Thrust::copy_if on multiple range

I have a double ** device_chunks, it points to ~100 double * chunk and each chunks contains ~ 100k double data.

now I would like to do a filtering on 100 chunk and each chunk has its own range.

My idea is to call thrust::copy_if 100 times. I’m wondering if each thrust::copy_if launch a new kernel? since the overhead of launching kernel is still quite large so I don’t want to launch 100 kernels.

I see thrust::copy_if is both __host__ and __device__, if I invoke it inside device, does it also launch new kernels? (i.e., I launch a kernel of 100 threads and each device thread invoke a thrust::copy_if)

What would be a efficient way to do this task? I suppose there must be someway to do this, but I might need to implement thrust::copy_if idea myself with some tweaks…

I’m assuming that the 100 arrays should be compacted independently, and not the same positions in each array. Otherwise, you could use thrust::zip_iterator for kernel fusion.

Each call to thrust::copy_if results in kernel launch. That will also be the case if you use dynamic parallelism from a kernel.

The problem with thrust is that you pay for 2 stream synchronizations for each call. One after the kernel launch, and one after the number of compacted elements has been transferred to host (to return the new end iterator). The next copy_if call cannot be overlapped with the compaction kernel of the previous call.

To avoid this and have more control, you can use cub::DeviceSelect CUB: cub::DeviceSelect Struct Reference

Thanks for the answer! Just one more question, it seems that dub::DeviceSelect can be invoked inside kernel code without extra overhead to launch a kernel-in-kernel, and in the performance bench it also outperform thrust…I’m just curious how does it achieve that and is there any drawback of this approach? (otherwise, why do we still need thrust…)

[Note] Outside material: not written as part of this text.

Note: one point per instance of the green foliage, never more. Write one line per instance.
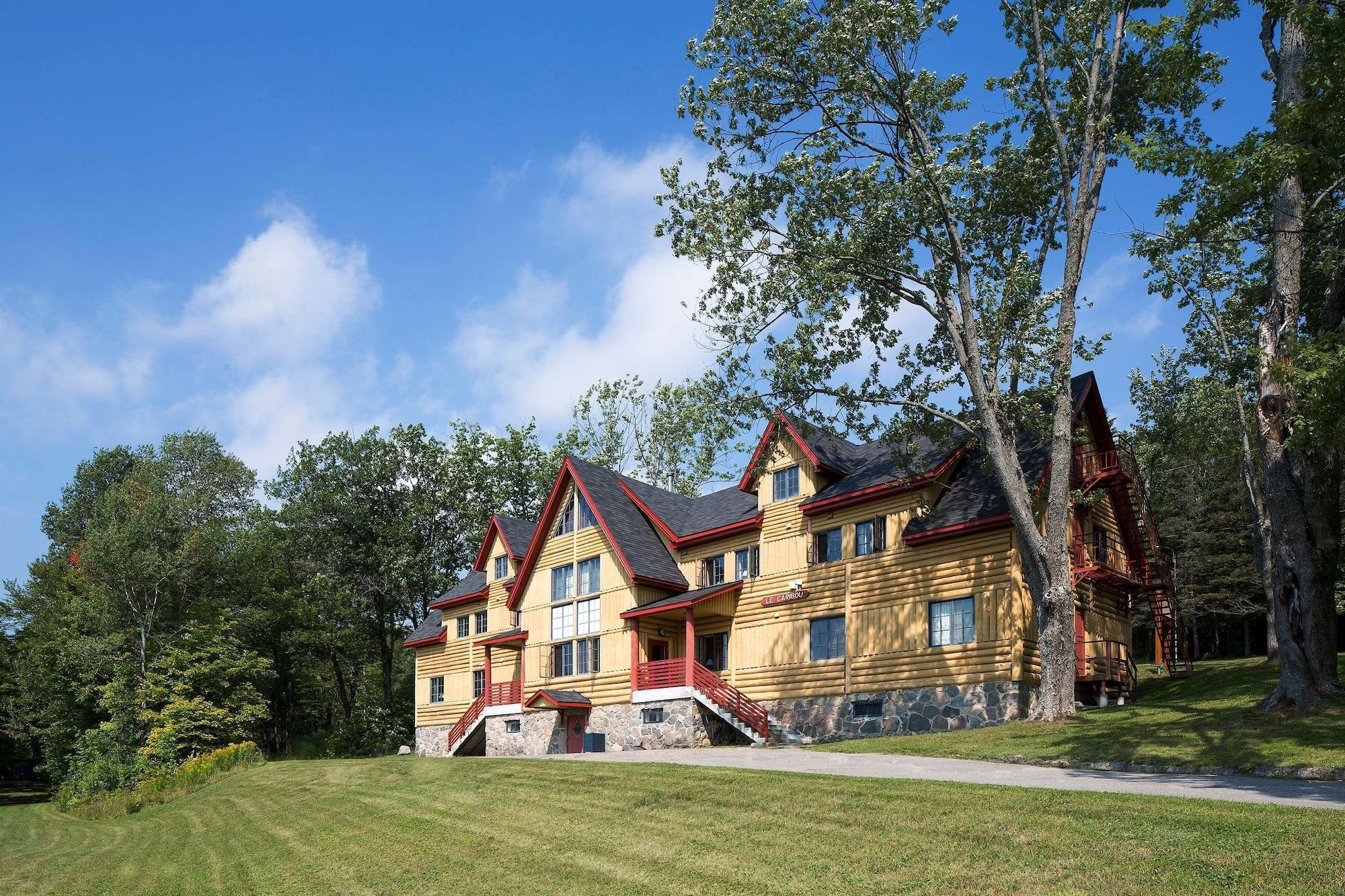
(161, 787)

Thrust is easier to use because you do not need to handle temporary allocations and synchronization. Apart from that, there is no difference. If you would do the things that Thrust does manually with cub, i.e. allocation, kernel, sync, memcpy, sync, on each iteration, the code will be as slow as Thrust.

I do not think dynamic parallelism is free of overhead. Rather, it adds significant overhead. A simple benchmark on my machine shows the following times for 100 arrays with 100000 elements each.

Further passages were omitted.